Billy Graham Home after Hospitalization
ASSIST News Service reports that Dr. Billy Graham returned to his mountain home in Montreat, North Carolina following discharge from Mission Hospitals in nearby Asheville, where he underwent an elective procedure to replace the valve in his brain shunt on February 13. The 89-year-old evangelist is recovering well from the valve replacement, and physicians are pleased with his progress. Subsequent CT scans have confirmed that the new device is functioning properly in maintaining optimal pressure within his brain. According to Mr. Graham’s neurosurgeon, Dr. Ralph C. Loomis, the externally-programmable valve will be further calibrated at his home over the next several days, for maximum benefit. During his hospitalization, Mr. Graham continued with his regular regimen of multiple walks each day and physical therapy to maintain strength.
Minister Chosen by L.A. Mayor to Tackle Gang Violence
An article in the Los Angeles Times tells the story of how Jeff Carr, a 44-year-old minister with a degree in religion and philosophy from Northwest Nazarene University, was chosen by Mayor Antonio Villaraigosa last year to bring a fresh eye to the city's gang problems. Carr perviously developed youth programs for the Bresee Foundation, a nonprofit organization in Los Angeles, for 17 years.
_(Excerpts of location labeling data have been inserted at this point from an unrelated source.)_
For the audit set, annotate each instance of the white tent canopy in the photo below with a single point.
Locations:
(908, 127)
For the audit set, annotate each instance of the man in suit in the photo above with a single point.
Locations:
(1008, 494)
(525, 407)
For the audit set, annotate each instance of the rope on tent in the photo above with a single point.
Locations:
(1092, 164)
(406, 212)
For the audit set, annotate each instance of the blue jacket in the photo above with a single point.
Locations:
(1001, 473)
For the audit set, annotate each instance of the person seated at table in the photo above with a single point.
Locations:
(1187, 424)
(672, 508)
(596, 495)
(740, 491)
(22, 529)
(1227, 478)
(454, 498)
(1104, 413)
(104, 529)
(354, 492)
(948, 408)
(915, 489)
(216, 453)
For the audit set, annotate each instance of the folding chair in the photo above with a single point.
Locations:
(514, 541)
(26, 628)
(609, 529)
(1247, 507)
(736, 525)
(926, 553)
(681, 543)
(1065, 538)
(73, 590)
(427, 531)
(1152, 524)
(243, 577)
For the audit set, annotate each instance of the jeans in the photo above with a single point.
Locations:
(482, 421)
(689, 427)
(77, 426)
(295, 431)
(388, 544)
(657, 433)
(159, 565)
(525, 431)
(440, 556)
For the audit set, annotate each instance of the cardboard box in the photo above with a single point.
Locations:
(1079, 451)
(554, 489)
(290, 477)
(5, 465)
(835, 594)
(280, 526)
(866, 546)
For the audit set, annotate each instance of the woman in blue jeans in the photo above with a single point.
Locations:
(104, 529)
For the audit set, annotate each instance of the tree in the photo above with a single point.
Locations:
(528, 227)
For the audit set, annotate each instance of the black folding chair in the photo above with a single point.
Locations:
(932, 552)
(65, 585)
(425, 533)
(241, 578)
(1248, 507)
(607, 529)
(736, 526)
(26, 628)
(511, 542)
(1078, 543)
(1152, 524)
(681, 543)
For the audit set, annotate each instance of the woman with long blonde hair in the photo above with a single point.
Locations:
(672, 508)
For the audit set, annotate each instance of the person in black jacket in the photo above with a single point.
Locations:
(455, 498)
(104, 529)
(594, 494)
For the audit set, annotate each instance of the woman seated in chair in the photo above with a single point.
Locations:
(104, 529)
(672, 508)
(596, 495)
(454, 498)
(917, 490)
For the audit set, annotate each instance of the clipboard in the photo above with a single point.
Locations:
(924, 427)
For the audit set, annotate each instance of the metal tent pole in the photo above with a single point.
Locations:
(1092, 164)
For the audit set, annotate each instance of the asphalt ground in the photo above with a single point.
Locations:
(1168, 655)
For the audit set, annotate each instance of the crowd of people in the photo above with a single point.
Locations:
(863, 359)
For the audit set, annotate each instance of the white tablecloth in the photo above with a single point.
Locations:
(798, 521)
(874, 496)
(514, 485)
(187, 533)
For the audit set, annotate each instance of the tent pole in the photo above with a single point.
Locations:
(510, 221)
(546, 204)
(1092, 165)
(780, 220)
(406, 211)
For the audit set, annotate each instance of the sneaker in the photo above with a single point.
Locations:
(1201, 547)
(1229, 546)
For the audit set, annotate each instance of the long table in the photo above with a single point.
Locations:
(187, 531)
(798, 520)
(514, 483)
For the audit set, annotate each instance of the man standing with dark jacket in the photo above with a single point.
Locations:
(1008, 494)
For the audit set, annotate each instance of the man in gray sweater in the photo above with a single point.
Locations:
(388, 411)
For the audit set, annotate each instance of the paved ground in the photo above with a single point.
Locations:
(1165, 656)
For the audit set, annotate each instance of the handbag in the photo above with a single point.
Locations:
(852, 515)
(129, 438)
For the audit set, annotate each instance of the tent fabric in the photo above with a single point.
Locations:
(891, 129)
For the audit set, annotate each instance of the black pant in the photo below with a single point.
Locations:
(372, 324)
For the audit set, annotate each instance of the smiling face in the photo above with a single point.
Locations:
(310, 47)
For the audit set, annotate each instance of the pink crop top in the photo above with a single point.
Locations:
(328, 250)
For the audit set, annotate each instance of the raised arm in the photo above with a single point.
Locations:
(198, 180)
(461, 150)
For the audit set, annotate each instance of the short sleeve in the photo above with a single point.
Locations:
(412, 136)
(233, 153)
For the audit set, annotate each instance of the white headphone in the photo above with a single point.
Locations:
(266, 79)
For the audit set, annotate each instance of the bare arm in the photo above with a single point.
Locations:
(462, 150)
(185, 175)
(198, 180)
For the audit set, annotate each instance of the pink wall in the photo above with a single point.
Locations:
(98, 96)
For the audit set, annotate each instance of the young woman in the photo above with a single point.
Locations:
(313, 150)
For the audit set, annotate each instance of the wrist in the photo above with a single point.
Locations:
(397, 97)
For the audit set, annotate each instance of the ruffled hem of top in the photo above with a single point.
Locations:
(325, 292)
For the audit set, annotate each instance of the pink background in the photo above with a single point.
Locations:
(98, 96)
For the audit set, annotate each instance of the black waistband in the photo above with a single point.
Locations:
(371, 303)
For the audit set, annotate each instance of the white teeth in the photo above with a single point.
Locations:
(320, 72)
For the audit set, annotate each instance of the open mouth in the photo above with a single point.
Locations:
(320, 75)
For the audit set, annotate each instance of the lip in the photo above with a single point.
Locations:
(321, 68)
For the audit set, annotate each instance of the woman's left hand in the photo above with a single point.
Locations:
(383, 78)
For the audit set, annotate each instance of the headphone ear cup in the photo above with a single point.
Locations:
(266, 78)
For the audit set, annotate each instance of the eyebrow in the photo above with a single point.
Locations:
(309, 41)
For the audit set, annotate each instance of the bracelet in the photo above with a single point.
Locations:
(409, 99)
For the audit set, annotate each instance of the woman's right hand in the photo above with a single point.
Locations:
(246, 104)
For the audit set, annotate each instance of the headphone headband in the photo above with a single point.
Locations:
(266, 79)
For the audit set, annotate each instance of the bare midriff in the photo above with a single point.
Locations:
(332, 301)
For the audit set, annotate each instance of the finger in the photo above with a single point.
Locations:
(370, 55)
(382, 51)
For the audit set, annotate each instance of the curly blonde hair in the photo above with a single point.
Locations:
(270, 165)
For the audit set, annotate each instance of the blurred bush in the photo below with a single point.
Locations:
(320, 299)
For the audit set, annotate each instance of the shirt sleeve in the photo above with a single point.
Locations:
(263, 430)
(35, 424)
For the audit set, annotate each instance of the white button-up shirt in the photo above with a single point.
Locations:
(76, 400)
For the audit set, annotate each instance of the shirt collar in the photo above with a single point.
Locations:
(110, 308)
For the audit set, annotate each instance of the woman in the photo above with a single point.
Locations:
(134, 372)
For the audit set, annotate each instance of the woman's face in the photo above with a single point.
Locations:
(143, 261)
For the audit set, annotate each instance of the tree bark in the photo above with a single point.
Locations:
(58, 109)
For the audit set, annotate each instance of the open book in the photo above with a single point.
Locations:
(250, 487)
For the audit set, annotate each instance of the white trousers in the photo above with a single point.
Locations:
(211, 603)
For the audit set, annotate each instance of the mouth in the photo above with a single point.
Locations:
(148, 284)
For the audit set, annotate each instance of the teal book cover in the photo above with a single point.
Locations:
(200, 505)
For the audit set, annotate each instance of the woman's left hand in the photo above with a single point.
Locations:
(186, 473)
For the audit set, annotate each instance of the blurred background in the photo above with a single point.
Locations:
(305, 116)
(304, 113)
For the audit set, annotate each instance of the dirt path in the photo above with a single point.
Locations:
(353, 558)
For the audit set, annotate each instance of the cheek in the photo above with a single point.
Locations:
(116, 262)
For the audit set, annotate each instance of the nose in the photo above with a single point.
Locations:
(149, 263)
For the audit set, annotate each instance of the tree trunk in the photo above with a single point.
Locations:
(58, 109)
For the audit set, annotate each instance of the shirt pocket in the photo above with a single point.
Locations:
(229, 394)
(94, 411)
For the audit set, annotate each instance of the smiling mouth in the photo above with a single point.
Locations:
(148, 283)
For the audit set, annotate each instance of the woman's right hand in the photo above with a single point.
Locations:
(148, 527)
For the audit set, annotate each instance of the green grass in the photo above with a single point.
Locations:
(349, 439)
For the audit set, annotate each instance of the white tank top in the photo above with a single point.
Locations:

In an interview with the Times, Carr talked about what his philsophy and the job thus far: "The truth of the matter is, I don't care if you live in West L.A., the San Fernando Valley, the South Side, in East L.A., everybody has to have skin in the game, or we're just not going to make progress." When asked, "Do you think gang members look at you differently because you're a minister?" Carr said, "I don't know. Maybe some of them do... In my past, the thing that was most abrupt to people is that I'm a white guy... When they see that I'm very comfortable and at ease in those situations [with gang members in a diverse community], it sort of takes people off guard... After they find out I'm a minister to boot, then that really throws them off guard." Asked what he was doing to bring the religious community into thes conversation, Carr replied: "I talk to any of them that I can. I've been invited to preach a couple of services, to try to talk [about], in my mind, what the faith community ought to do... The problem is, if you look at some of the toughest neighborhoods that have some of the biggest challenges, unfortunately there is a church on every corner. But those churches are largely shuttered except for brief times on Sunday and maybe once or twice during the week. And frankly, the church ought to be right in the thick of things, right in the middle of trying to transform these neighborhoods. If they're not engaged in the relevant issues of these communities... I don't think they're living out their mission."